Diga-se, desde logo, que os fundamentos invocados para a anulação da sentença Recorrida assentam predominantemente em suposta inconstitucionalidade decorrente da aplicação da norma aplicada pelo tribunal a quo para fundamentar a improcedência do pedido de indemnização - art.° 11. ° da Lei dos Solos (Decreto-Lei n.º 794/76, de 5 de Novembro).

Assim sendo, vejamos:
Desde logo, não tendo a recorrente alegado quaisquer razões para a não apresentação de dois documentos, que juntou com o requerimento de interposição de recurso, até ao momento do encerramento da discussão, que possam ser enquadradas na previsão dos artigos 693°-B e 524.° do CPC, não são os mesmo admissiveis, em face do que se dá o seu teor por não escrito, atenta a circunstancia de não serem autonomizaveis no SITAF a ponto de poderem ser desentranhados e devolvidos (artigo 543°, n° 1, do CPC – atual Artº 443º nº 1 CPC).

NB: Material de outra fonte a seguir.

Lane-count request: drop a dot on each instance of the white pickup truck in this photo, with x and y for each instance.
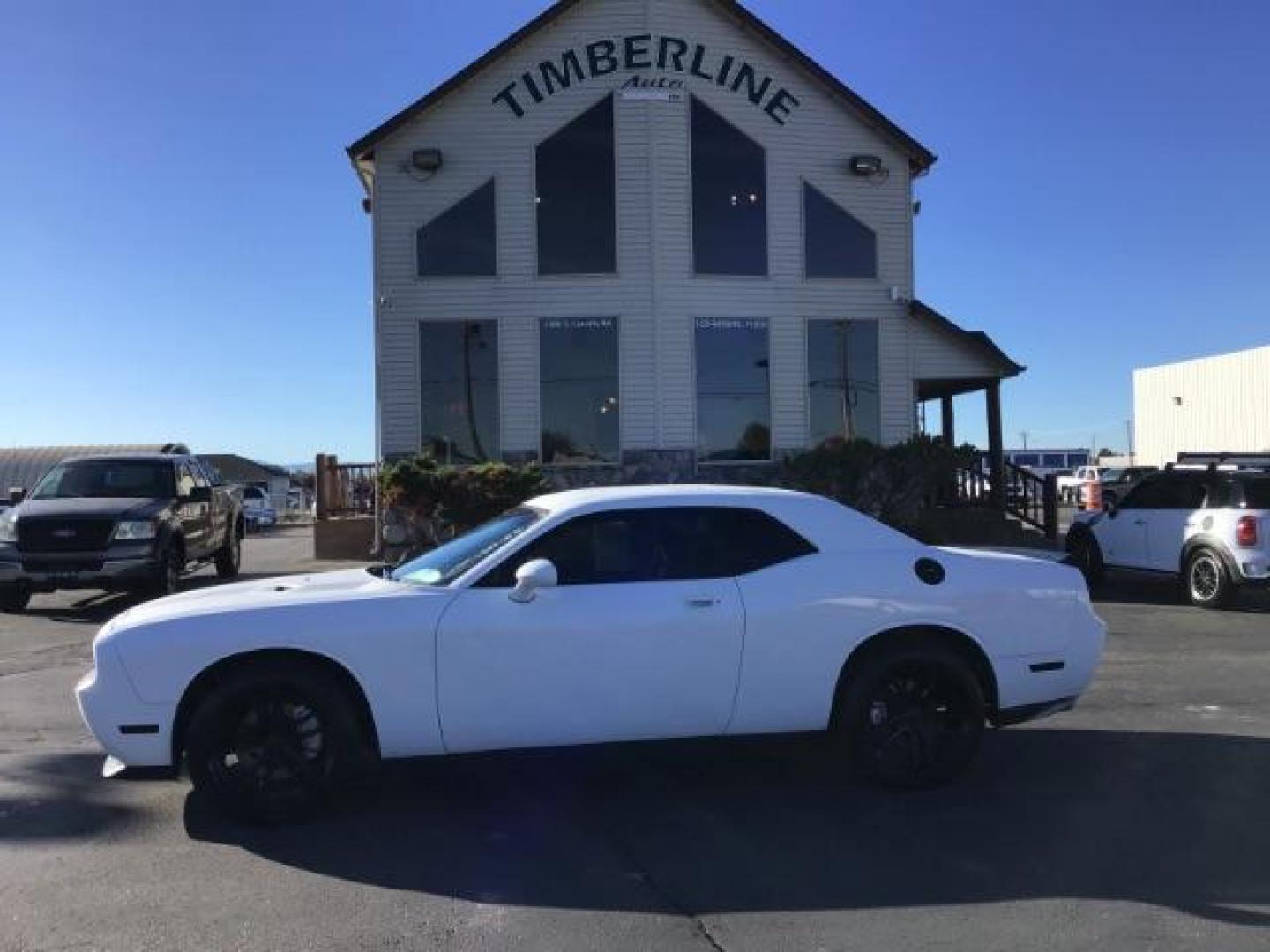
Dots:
(1070, 487)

Da aplicação da norma inconstitucional - art.° 11. ° da Lei dos solos
Diga-se que se acompanha o sentido da decisão recorrida ao entender que as medidas preventivas previstas no Decreto n.º 1/2007, de 25 de janeiro ao terem sido instituídas na sequência de estudos realizados tendentes à construção da terceira travessia do Tejo Chelas/Barreiro (TTT), por se tratar de um projeto de empreendimento público, se enquadrará na previsão do n.º 1 do art. 7.º do DL n.º 794/76, de 5 de novembro, no qual consta norma especial sobre responsabilidade civil, excluindo assim a aplicabilidade do art.° 9.° do regime jurídico sobre responsabilidade civil extracontratual aprovada pelo DL n.º 48051, de 21 de novembro de 1967, em vigor à data da publicação do Decreto n.º 1/2007, o que, em qualquer caso, sempre excluiria a aplicabilidade do regime previsto na ulterior Lei n.º 67/2007, de 31 de dezembro.

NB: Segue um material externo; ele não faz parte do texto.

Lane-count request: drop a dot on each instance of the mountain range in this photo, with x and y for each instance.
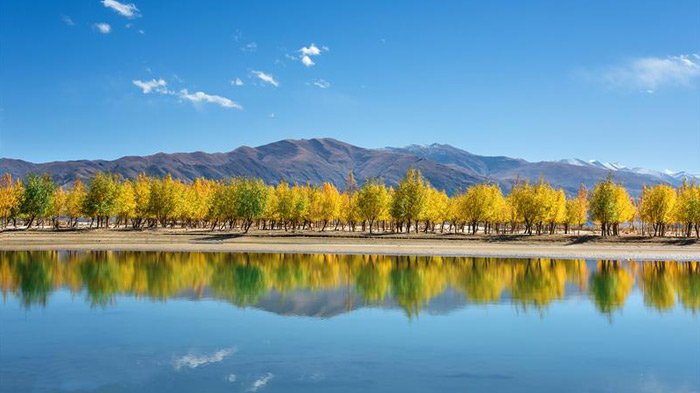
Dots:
(325, 159)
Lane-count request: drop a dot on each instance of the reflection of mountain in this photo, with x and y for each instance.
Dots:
(329, 303)
(328, 285)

Referia textualmente o referido normativo:
“Medidas preventivas
Art. 7.º - 1. O Governo poderá estabelecer, por decreto, que uma área, ou parte dela, que se presuma vir a ser abrangida por um plano de urbanização ou projeto de empreendimento público de outra natureza, seja sujeita a medidas preventivas, destinadas a evitar alteração das circunstâncias e condições existentes que possa comprometer a execução do plano ou empreendimento ou torná-la mais difícil ou onerosa.”

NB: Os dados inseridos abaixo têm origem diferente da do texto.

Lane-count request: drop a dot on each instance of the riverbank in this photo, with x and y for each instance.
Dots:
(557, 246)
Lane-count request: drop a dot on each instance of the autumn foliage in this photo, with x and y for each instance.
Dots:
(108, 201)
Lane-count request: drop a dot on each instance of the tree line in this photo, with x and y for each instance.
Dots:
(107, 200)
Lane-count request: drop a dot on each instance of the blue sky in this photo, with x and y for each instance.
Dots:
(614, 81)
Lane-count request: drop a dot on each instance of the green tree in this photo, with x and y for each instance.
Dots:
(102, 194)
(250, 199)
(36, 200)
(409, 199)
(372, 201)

Consequentemente, o Decreto n.º 1/2007 estabeleceu as medidas preventivas com vista à viabilização da terceira travessia do rio Tejo, no eixo Chelas-Barreiro, tendo definido as áreas de terreno abrangidas, às quais é aplicável o regime estabelecido no Capitulo II do Decreto-lei n.º 794/76, tendo em vista prevenir "o risco de ocorrência de licenciamentos ou autorizações que contendam com os estudos já realizados e que possam comprometer a construção da terceira travessia do rio Tejo, bem como a introdução da rede ferroviária de afta velocidade em Portuga!, ou torná-la mais difícil ou onerosa, estabelecer medidas preventivas que acautelem a possibilidade de execução do empreendimento público acima referido.”
Deste modo, de forma a prevenir pressões urbanísticas e especulativas nas áreas urbanas e suburbanas adjacentes, cumpre então adotar medidas de proteção e defesa do referido empreendimento, sem descurar os interesses da população residente na área abrangida pela intervenção projetada." (cf. Preambulo do diploma).

Dispunha o artigo 1.° do Decreto n.º 1/2007 que as medidas decretadas vigorariam pelo prazo de 2 anos, podendo ser prorrogadas por prazo não superior a um ano.

Assim, a Resolução de Conselho de Ministros n.º 9/2009, de 27 de janeiro, veio prorrogar as medidas preventivas por mais um ano (cf. n.º 1), até 26.01.2010, perfazendo os 3 anos previstos já previstos no art.° 9. ° n.º 1 do DL n.º 794/76.

Deste modo, o Decreto n.º 1/2007, e a RCM n.º 9/2009 estabeleceram as medidas preventivas de ocupação do solo, tendo ainda autorizado a sua prorrogação, estabelecendo que a essas medidas seria aplicável o Decreto-Lei n.º 794/76, o qual no seu artº 11º estabelecia expressamente que “A imposição das medidas preventivas (…) não confere direito a qualquer indemnização.”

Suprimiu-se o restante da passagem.